Les thèses de Lévi-Strauss vont à l’encontre de la conception d’un genre humain conçu comme unitaire. Elles vont de pair avec une appréciation positive des “cultures” originelles, même si celles-ci nient l’égalité de leurs membres. Quand à la catégorie de liberté (liberté humaine), elle est considérée comme un faux absolu, en relation avec le “fétichisme des droits de l’homme”. La catégorie de race (et de différences liées à la race) est elle-même revendiquée comme fonction supplémentaire de la “culture”.

« Loin qu’il faille se demander si la culture est ou non fonction de la race, nous découvrons que la race — ou ce qu’on entend généralement par ce terme — est une fonction parmi d’autres de la culture. » Race et culture. (Discours à l’UNESCO).

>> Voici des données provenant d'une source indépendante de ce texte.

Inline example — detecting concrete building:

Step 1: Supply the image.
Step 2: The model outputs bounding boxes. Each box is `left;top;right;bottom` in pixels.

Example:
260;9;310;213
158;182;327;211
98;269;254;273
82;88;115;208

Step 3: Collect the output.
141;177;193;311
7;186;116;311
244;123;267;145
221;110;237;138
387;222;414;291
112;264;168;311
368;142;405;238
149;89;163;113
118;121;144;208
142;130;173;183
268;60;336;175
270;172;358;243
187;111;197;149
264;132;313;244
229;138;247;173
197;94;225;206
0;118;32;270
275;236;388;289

Cette conception différentialiste du genre humain n’est pas politiquement neutre. Lévi Strauss en fait usage pour dénoncer “l’ethnocentrisme occidental”, marquant sa préférence pour d’autres “cultures”, qui sont tout autant, sinon plus, ethnocentristes, xénophobes et racistes. Il professe le relativisme tout en privilégiant le primitivisme. La valeur suprême, comme chez Heidegger, repose sur la distinction entre “authenticité” et “inauthenticité”. Les groupements “authentiques” sont valorisés, ce sont ceux dont le genre de vie se maintient « traditionnel et archaïque ».

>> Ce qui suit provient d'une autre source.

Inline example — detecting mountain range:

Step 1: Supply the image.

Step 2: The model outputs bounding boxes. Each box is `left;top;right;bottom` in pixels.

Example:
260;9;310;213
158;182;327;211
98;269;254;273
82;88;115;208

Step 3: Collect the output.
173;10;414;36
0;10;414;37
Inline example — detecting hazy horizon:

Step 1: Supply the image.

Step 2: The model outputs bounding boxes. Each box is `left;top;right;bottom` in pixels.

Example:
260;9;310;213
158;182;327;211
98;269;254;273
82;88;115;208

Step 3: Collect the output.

Fin du sujet et anti-humanisme

Par la mise au premier plan de structures inconscientes (non individuelles), l’anthropologie structurale dilue le cogito cartésien, et par conséquent la conscience, le sujet, l’ego, l’être pour soi, l’individualité, telles qu’elles avaient  été mises au premier plan par les Lumières, les idéalistes allemands, les kantiens, les hégéliens, les marxistes, les personnalistes, les existentialistes…. Forçant le trait, Lévi-Strauss soutient que la science devrait traiter les hommes « comme s’ils étaient des fourmis ». Il signe ici une déclaration de guerre à Sartre. La conscience et le sujet sont remplacés par la structure. L’effacement du sujet représente pour lui « une nécessité d’ordre méthodologique » (Mythologiques 1971).

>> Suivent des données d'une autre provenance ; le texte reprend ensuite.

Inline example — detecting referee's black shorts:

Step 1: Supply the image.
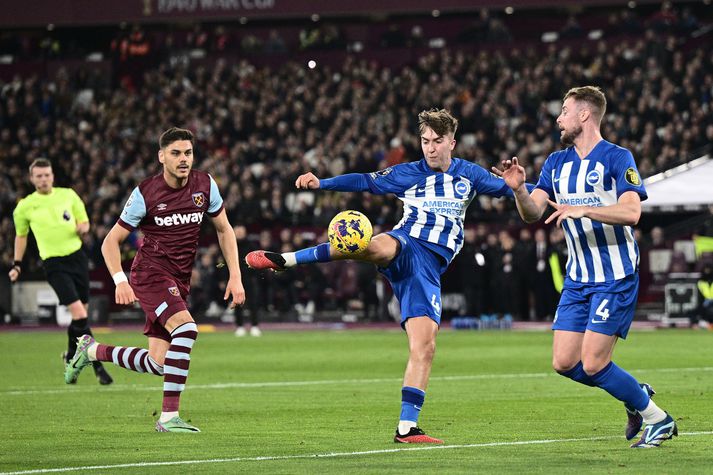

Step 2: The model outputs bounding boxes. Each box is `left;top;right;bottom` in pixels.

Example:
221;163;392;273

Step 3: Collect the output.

Avec la disparition du sujet et de la conscience, une autre catégorie disparaît : la liberté. La liberté et la responsabilité humaines étant évacuées, de même que l’histoire en tant que création des hommes, la catégorie homme se trouve elle-même évacuée. Comme le reconnaît Lévi-Strauss, il ne s’agit pas de « constituer l’homme mais de le dissoudre » (La Pensée sauvage). Selon lui, « l’humanisme effronté » est lié à la « domination philosophique universaliste des Occidentaux », telle qu’elle « provient de la tradition judéo-chrétienne », du cartésianisme, elle est coupable de faire de « l’homme un maître, un seigneur ».

Entre Herder (défenseur de cultures originaires fermées), et Kant (universaliste), son choix est fait. Sur cette base, il rejette les droits de l’homme et leur extension à l’humanité. Ce rejet implique aussi celui de l’homme en tant qu’être (potentiellement) moral, mettant au premier plan sa condition purement biologique d’être vivant, d’être de nature.

« Le structuralisme réintègre l’homme dans la nature et […] permet de faire abstraction du sujet, insupportable enfant gâté qui a trop longtemps occupé la scène philosophique et empêché tout travail sérieux en réclamant une attention exclusive » (Mythologiques).

Dans cette perspective, il convient d’abolir la distinction entre sciences humaines et sciences naturelles.

« Les sciences humaines ne peuvent devenir sciences qu’en cessant d’être humaines »

Finalement l’homme lui-même se présente comme une dégradation de l’ordre de la nature, l’espèce humaine n’étant apparue que pour désagréger “l’ordre originel” (Structures élémentaires de la parenté).